Diamo inoltre atto ad Isaac di aver colto l’importanza del "vecchio oligarca", II, 20: l’attacco ai “signori” che si schierano col popolo. Isaac pensa che il bersaglio sia Pericle. «Eupatride passé guide de la démocratie» (p. 33 e nota 2). Secondo Ory,7 Isaac suggerisce – qui e altrove – un’implicita analogia tra Pericle e Léon Blum.

g) Isaac “parteggia” scopertamente anche rispetto ai fatti che narra. Lo si nota quando racconta l’agguato di Eleusi e assume senz’altro per buona la tesi secondo cui a Eleusi arruolavano mercenari, e precisa che verso “gli altri” (al di là dei capi fatti fuori nell’agguato) ci fu «clémence» (pp. 190-191). Ed è notevole come proprio l’agguato di Eleusi gli offra lo spunto per l’unica esplicita allusione alle vicende presenti: allusione minacciosa culminante nella promessa che non saremo, nella Francia di 2344 anni dopo, altrettanto «clementi» (p. 191). Ma lui non dice “noi”, dice «les méchants» perché pensa ai vilipesip??????dello pseudo-Senofonte.
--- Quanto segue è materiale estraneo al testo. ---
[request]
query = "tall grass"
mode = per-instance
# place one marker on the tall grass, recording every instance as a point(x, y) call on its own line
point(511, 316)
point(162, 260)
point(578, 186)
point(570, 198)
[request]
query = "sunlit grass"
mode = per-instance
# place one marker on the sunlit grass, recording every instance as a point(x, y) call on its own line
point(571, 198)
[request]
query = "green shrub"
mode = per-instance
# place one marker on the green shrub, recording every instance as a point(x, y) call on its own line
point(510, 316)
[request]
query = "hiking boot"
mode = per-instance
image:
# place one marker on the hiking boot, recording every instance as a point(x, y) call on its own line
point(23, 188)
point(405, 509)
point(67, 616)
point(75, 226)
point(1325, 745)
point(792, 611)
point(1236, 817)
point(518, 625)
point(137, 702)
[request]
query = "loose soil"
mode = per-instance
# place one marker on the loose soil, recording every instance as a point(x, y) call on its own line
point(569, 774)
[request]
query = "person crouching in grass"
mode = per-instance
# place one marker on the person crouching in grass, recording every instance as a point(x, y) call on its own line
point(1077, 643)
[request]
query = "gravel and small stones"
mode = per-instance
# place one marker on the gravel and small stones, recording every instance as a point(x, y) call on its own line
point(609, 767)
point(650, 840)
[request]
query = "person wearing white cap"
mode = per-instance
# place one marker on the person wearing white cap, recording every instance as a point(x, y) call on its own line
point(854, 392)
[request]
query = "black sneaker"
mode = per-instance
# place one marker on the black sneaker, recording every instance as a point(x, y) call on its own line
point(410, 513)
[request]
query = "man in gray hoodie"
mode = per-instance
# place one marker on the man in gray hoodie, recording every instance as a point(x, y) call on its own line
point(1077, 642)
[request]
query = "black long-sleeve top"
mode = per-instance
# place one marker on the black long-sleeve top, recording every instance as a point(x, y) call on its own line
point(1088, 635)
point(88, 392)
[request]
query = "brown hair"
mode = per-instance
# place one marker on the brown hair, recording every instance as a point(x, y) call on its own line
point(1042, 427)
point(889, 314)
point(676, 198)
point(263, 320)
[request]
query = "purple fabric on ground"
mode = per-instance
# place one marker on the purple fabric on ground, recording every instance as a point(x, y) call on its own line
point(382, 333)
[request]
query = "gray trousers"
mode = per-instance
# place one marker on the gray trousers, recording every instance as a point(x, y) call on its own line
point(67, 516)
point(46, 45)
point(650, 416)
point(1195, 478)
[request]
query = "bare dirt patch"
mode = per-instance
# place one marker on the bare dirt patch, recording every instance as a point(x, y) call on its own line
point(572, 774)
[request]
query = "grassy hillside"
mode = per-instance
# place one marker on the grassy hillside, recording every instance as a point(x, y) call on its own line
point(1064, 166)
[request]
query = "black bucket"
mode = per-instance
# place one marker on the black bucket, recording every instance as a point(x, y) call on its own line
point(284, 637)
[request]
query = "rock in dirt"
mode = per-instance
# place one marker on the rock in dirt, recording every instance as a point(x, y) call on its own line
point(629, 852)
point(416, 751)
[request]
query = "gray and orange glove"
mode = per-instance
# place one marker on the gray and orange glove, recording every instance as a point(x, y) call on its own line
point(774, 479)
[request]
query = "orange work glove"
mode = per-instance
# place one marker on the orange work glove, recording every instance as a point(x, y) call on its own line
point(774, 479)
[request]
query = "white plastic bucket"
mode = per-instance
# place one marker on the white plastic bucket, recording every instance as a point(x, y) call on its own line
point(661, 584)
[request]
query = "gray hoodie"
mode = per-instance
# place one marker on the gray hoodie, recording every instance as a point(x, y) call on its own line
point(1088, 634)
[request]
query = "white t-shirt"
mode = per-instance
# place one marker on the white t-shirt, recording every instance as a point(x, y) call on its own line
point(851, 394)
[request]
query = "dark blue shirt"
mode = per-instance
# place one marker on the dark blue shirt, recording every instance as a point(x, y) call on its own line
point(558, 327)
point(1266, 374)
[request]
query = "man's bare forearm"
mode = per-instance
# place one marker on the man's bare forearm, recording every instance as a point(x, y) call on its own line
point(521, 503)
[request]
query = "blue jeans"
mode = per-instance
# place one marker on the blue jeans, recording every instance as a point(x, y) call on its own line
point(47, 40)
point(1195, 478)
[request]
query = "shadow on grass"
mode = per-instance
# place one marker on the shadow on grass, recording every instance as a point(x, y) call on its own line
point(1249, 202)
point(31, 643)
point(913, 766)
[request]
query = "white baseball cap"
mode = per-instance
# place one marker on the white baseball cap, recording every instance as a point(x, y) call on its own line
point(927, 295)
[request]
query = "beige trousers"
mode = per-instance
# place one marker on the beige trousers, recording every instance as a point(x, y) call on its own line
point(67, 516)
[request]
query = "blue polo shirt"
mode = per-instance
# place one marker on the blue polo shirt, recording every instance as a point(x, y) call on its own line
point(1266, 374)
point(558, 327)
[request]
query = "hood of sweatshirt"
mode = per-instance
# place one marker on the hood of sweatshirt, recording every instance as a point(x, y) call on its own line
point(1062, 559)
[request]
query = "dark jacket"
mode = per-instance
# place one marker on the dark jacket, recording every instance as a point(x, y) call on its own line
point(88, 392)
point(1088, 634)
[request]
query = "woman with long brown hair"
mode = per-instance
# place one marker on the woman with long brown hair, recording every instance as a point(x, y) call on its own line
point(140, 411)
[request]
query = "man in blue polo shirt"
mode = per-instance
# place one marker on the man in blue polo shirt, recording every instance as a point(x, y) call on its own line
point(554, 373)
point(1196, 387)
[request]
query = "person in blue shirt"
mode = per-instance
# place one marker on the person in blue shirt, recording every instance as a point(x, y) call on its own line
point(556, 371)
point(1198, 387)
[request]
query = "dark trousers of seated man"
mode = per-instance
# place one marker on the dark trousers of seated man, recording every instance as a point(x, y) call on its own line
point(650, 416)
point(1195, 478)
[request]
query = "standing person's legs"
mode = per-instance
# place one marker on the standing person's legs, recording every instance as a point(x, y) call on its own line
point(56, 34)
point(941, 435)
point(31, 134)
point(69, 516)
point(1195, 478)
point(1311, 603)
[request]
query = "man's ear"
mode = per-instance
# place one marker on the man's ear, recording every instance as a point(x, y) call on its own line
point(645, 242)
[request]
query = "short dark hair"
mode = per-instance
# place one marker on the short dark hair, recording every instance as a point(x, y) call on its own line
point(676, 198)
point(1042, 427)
5. Funziona l’analogia che sta alla base del libro di Isaac?
Il perno dell’analogia sta nel crollo del fronte interno. Ma, ovviamente, nell’analogia è implicita una diagnosi: una diagnosi sul crollo di Atene nel 404 e della Francia nel 1940. E la diagnosi è, per quel che riguarda Atene, quella tucididea, espressa dal grande storico e protagonista di quelle vicende, in una pagina che fu definita (con qualche ragione) l’ultima da lui scritta. Si tratta di quella in cui Tucidide prende spunto dalla finale vicenda umana e politica di Pericle per dire la sua conclusiva opinione su tutta la vicenda della guerra e sulle cause «vere» della sconfitta di Atene (II, 65). Tucidide non fa nessun nome, neanche quello, più ovvio, di Alcibiade: addebita la sconfitta alla conflittualità esplosa all’interno in assenza, ormai irrimediabile, di una figura dominante quale era stato Pericle. Ma, in questi termini, il parallelo con la caduta della Francia, erosa dall’interno dal cancro filofascista che di fatto spiana la strada all’ingresso trionfale delle armate naziste fino all’Arco di Trionfo, è ancora zoppo.
Neanche il racconto che si legge nelle Elleniche di Senofonte parla apertamente di tradimento e di intesa col nemico, anche se chiarisce bene il ruolo svolto da Teramene per costringere Atene alla resa. È la requisitoria di Lisia contro Eratostene (uno dei Trenta) che pone in primo piano l’opera di erosione dall’interno compiuta dalle eterie oligarchiche (Contro Eratostene, 43-44).
Ma Isaac non fa cenno a quel passaggio oscuro ma significativo della vicenda, segue Senofonte e Plutarco (e rifiuta Diodoro). La sua attenzione è rivolta alla vicenda vivente della Francia che non combatte e dal cui interno si manifesta una forte corrente politica desiderosa di accogliere il “nuovo ordine” hitleriano quantunque sotto la maschera dell’iper-nazionalismo alla Charles Maurras. E non è certo casuale che Maurras (Si le coup de force est possible, 1920), evochi il «détraquement» (il caos che subentra a una sconfitta militare: Waterloo o Sedan) come «prétexte» per l’azione. (Non evoca un testo sommamente istruttivo in questo senso quale la Costituzione di Atene attribuibile a Crizia che teorizza la necessità di aprire le porte al nemico per abbattere l’odiata democrazia).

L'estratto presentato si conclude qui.